Welch bahnbrechende Erkenntnis! Ich habe schon gegen unzählige Haftbefehle Beschwerde eingelegt, denen sich meine Mandanten durch Abwesenheit widersetzten. Noch nie ist ein Richter auf die Idee gekommen, dass dieses Rechtsmittel unzulässig sein könnte. Wie auch? In der Strafprozessordnung ist eindeutig festgehalten, dass Beschwerden gegen Haftbefehle zulässig sind. Dass der Beschuldigte dafür in Haft sitzen muss, steht nirgends. Was man allerdings auch unschwer in jedem Standardkommentar zum Strafprozessrecht nachlesen kann.

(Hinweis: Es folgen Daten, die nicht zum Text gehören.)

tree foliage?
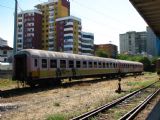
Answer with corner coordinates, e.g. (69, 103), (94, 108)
(96, 50), (108, 58)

Überdies: Dem betreffenden Richter steht es laut dem Gesetz gar nicht zu, über die Zulässigkeit einer Beschwerde gegen seinen Haftbefehl zu entscheiden. Er hat nur die Möglichkeit, die eigene Entscheidung abzuändern. Oder er muss das Rechtsmittel an das Beschwerdegericht weiterleiten – und zwar innerhalb von drei Tagen. Die Frage, ob ich die Beschwerde zurücknehme, war also völlig deplatziert. Ebenso wie die unverhohlene Drohung, die Beschwerde als unzulässig zu behandeln.

Ab dem Zeitpunkt wollte ich echt kein Risiko mehr eingehen. Ich rief deshalb den Vorsitzenden des Beschwerdegerichts an und erzählte ihm von der Sache. Der ist ein sehr umgänglicher Mensch. Er war freundlicherweise bereit, seinen jungen Kollegen nachher in der Kantine mal ganz beläufig zu fragen, wie es denn insgesamt so läuft.

Am nächsten Tag wurde der Haftbefehl dann auf meine Beschwerde hin aufgehoben – und zwar durch den jungen Richter selbst.